Le président s’est donc tout naturellement senti le droit et le devoir de réformer chez lui l’organisation du culte musulman. En janvier 2021, il a imposé une « charte des principes » de l’islam de France au Conseil français du culte musulman (CFCM), principal interlocuteur des pouvoirs publics, composé d’un ensemble de neuf fédérations représentant des sensibilités ou des pays d’origine différents. Certains se montrant réticents, Emmanuel Macron avait demandé aux représentants de « dépasser les divergences » et de « se retrouver et sortir par le haut ». Trois des fédérations n’ayant pas signé la charte, Gérald Darmanin a annoncé la « mort » du CCFM, qui s’est autodissous. Et le gouvernement a proclamé dans la foulée la création d’une nouvelle instance, le Forum de l’islam de France (Forif).

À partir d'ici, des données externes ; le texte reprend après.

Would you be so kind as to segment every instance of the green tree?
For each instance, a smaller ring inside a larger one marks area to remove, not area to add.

Officiellement, la nouvelle organisation sera mieux à même de représenter les musulmans français et un islam plus républicain. Mais les fidèles de France n’ont apparemment pas eu leur mot à dire. Le Forif s’est réuni pour la première fois le 5 février 2022, sous la présidence de Gérald Darmanin. Ses membres, au nombre d’une centaine, ne sont élus par personne. Ils ont été choisis par les autorités françaises à partir de listes… fournies par les préfectures.

Parmi les orateurs, on remarquait l’essayiste Hakim El Karoui, venu exposer sa démarche de certification des agences proposant le pèlerinage à La Mecque. Ce normalien auteur de plusieurs livres, directeur du bureau parisien d’un conseiller en communication britannique, fondateur des Young Mediterranean Leaders est réputé avoir l’oreille d’Emmanuel Macron. On peut consulter ses idées dans son rapport édité en 20165 par l’Institut Montaigne, cercle de réflexion proche du président sortant. Rédigé dans le style des cabinets de conseil, on y trouve entre autres recommandations, « pour que l’islam français puisse se doter d’une ligne théologique compatible avec la société », la création d’« instances capables de produire et de diffuser des idées et des valeurs françaises ».